Now let’s talk about the package content. It must be the same for all environments, following the Only Build Your Binaries Once principle popularized by Continuous Delivery   (p.113 et seq.).

Is there a case that the package may be different for the production? Yes, but he’s also the only case I know of. It is happens when the packet must be cryptographically signed or contains encrypted elements. The most common scenario is a mobile application to be published in a Store. It is understandable that the signing key for production is different from the non-production one, with the production key kept in a safe place. Unsigned data, i.e. the binaries before signing, must always be the same. The simplest technique is to use two stages, in the first the CI produces an unsigned package, in the second stage the package is signed and archived before deploying on the target environment.

In no other case packages can differ between production and non-production.

Don’ts: Retrieve release files from multiple places, leave release scripts out of the package, including database updates.

What to do with technologies assuming the use of different packages for production and for development? For example, React offers react.production.min.js or react.development.js. The general rule is that development (debug) releases… must remain confined to development, ergo the release package has only production releases. compiled in release with related optimizations. Development version must be confined to developers’ machine and never used in any pre-production environment.

But what if I need to debug in a test environment? The correct approach is to include debug information (symbols) in the release package. Installing the symbols in the target environment must be optional (you don’t want an attacker leverage your symbols), and they must be generated at the same time with the rest of the package.

Recommendation: the package construction must include the maximum amount of static checks possible with predefined rules on the allowed tolerance, e.g.:

  • the compiler must not generate warnings,
  • parsers or linters, such as Sonar, do not generate warnings,
  • quality metrics do not exceed alarm thresholds,
  • no security issues detected by the Static application security testing (SAST) tool,
  • 3rd-party libraries have no security or licensing issues according to the Software Composition Analysis (SCA) tool,
  • all automated tests (unit and integration test part applicable without installing) pass,
  • other test metrics are within tolerance (test coverage rate, re-test failures, test duration, etc.).

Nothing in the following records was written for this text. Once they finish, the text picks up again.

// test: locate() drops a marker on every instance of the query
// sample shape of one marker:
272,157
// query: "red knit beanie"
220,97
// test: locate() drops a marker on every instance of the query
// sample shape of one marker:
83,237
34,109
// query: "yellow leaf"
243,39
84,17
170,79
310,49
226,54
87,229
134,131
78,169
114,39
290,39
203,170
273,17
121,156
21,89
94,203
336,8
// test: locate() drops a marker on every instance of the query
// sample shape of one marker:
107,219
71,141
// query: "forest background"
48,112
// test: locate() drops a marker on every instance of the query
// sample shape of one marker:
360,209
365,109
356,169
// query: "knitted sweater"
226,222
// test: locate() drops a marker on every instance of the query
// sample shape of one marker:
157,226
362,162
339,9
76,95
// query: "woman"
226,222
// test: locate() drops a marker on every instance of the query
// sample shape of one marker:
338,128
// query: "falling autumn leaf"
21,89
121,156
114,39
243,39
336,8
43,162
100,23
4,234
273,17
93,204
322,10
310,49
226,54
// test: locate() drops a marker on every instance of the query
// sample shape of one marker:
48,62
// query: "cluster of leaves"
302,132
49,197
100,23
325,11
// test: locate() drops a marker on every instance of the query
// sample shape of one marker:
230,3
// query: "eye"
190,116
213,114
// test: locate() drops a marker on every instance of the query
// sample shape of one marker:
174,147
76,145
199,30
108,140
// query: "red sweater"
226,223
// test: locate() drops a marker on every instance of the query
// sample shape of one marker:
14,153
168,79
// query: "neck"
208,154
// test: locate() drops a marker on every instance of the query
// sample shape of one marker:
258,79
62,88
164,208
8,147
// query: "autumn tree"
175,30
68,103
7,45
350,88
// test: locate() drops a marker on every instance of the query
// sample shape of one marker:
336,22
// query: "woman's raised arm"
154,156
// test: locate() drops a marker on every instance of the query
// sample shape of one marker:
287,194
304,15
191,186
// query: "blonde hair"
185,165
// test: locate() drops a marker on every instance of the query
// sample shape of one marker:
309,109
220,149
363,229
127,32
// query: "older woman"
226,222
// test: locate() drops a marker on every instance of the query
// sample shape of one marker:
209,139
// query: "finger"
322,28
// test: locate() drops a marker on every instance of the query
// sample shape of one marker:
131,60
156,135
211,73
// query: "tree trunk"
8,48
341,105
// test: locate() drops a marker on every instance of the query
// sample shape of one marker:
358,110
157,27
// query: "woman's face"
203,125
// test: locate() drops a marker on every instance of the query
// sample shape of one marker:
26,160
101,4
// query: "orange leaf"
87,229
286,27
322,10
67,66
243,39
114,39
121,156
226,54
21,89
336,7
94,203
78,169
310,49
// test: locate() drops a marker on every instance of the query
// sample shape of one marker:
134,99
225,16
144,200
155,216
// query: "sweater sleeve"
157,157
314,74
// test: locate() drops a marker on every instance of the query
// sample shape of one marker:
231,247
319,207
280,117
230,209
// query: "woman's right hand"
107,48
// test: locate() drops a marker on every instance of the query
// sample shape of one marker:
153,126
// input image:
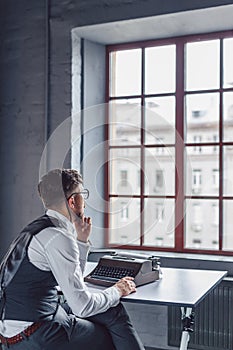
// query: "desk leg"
187,318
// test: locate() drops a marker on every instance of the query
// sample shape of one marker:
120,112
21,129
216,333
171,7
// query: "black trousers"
111,330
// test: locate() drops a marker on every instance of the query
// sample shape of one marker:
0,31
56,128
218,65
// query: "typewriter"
144,269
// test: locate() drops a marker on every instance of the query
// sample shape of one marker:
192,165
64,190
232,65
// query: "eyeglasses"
84,193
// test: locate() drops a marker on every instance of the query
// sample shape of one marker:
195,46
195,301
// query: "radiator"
213,327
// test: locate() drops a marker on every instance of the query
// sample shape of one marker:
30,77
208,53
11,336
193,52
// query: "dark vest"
27,293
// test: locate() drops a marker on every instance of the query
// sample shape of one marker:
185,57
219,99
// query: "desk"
180,287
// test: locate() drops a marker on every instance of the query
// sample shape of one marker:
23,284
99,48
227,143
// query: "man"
51,252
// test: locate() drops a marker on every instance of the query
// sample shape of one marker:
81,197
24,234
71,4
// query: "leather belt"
20,336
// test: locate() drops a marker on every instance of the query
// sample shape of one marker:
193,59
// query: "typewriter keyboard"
111,273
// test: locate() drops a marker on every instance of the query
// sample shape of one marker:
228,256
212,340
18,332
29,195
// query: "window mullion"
179,152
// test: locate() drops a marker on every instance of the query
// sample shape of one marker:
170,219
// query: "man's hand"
126,286
83,228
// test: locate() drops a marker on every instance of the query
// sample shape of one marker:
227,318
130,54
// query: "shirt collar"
65,223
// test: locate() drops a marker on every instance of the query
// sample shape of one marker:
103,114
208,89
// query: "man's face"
77,201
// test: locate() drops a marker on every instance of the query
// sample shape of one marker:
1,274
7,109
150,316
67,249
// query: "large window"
170,144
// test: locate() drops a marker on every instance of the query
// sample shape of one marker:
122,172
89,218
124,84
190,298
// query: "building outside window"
197,180
124,177
179,132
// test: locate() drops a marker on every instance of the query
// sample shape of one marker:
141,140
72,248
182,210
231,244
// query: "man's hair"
57,185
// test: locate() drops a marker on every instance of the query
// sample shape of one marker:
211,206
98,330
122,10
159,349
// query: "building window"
215,178
159,212
197,180
171,99
124,177
124,211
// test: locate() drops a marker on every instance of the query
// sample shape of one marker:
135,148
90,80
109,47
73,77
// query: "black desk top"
181,287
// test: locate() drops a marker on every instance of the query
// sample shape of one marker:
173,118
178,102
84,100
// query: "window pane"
125,73
159,222
227,62
160,67
202,117
228,116
124,166
202,65
202,171
228,170
124,221
160,171
227,225
202,224
160,120
125,122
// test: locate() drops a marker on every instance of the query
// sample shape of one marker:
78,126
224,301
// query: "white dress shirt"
56,249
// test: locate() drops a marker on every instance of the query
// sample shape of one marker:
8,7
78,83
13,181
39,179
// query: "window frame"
180,93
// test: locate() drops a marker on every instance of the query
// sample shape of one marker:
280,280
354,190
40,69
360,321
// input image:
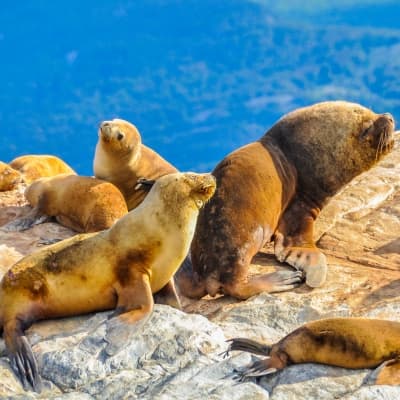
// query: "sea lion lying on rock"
33,167
119,268
273,190
342,342
81,203
122,159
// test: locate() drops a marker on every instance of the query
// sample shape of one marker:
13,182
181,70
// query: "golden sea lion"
122,159
342,342
9,177
33,167
273,190
81,203
119,268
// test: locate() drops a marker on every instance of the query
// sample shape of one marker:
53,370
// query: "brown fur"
33,167
9,177
118,268
274,189
82,203
342,342
122,159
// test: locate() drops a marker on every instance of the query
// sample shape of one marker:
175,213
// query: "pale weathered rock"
177,355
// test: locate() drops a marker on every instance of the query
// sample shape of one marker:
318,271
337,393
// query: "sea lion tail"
186,281
248,345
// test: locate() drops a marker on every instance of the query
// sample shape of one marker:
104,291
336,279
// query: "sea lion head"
119,136
9,177
178,188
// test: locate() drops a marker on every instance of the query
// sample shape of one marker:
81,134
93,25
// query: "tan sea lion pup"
33,167
122,159
273,190
81,203
119,268
9,177
342,342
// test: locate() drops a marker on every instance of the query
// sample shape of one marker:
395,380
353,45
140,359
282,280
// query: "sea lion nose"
105,128
388,116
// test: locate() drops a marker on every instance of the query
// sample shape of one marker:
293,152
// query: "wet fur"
273,190
119,268
342,342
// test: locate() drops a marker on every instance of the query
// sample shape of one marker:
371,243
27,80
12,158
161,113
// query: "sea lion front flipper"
167,295
294,244
135,303
388,373
21,357
278,281
248,345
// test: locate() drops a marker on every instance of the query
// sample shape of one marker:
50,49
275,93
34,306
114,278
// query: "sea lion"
81,203
342,342
273,190
119,268
9,177
33,167
121,158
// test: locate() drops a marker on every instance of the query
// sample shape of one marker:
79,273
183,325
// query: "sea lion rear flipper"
388,373
248,345
258,368
135,304
167,295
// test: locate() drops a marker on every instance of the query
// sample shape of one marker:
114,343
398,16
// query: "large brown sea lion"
119,268
81,203
33,167
273,190
342,342
122,159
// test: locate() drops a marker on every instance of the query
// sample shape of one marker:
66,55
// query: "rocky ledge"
177,355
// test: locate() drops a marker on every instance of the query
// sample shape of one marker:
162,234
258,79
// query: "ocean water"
198,78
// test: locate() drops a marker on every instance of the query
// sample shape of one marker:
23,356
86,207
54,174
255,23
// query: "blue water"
198,78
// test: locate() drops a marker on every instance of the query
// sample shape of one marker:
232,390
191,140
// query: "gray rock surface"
177,355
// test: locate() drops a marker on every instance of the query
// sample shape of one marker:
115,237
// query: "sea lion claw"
25,367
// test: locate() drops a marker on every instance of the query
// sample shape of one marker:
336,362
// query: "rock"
177,355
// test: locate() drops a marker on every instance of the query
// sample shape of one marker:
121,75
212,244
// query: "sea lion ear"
144,184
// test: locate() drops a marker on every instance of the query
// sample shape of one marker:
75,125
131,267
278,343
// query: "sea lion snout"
381,133
204,185
389,117
105,129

The list is indicative and we can reasonably foresee that technology will integrate more of these capabilities, so the distinction between the various types of analysis will become more theoretical than practical. Avoid analysing code that is not intended for release (e.g. unit test projects), it is a waste of resource and generates only noise.

The package must have a clear identification and intrinsic traceability (source version, build identifier); intrinsic i.e. part of the package itself. Many formats, Maven JARs, NuGet, npm, allow you to store this information, leaving the responsibility for filling it in to the developer.

Are there other things besides the release package produced in this stage? Sure thing. I personally recommend:

  • debugging symbols,
  • release notes,
  • test and code quality data,
  • Bill of Materials Software (SBOM).

5. Code integration

Now let’s look at how to include code changes into the pipeline.

In my experience, to achieve Continuous Delivery, the branching strategy isn’t much of importance: trunk-based, release-branches, git-flow. The choice is linked to many factors (team size, update frequency, shared programming practices like pair programming, etc.); it is crucial that the branching model is defined in detail and agreed across all teams that collaborate on the codebase.

To support this phase, modern development platforms offer valuable features under the Pull request (PR) umbrella. Looking closer, a PR is typically made up of different elements:

  • a communication aspect because it informs the team of a code change;
  • approval by reviewers, usually excluding the author of the change;
  • it is a moment of formal verification for audit and regulations;
  • automation of quality controls through PR-triggered builds and notification to other tools such as Sonar;
  • standardize the format of commit messages, associate with work-item/ticket/issue, the allowed type of merge and more.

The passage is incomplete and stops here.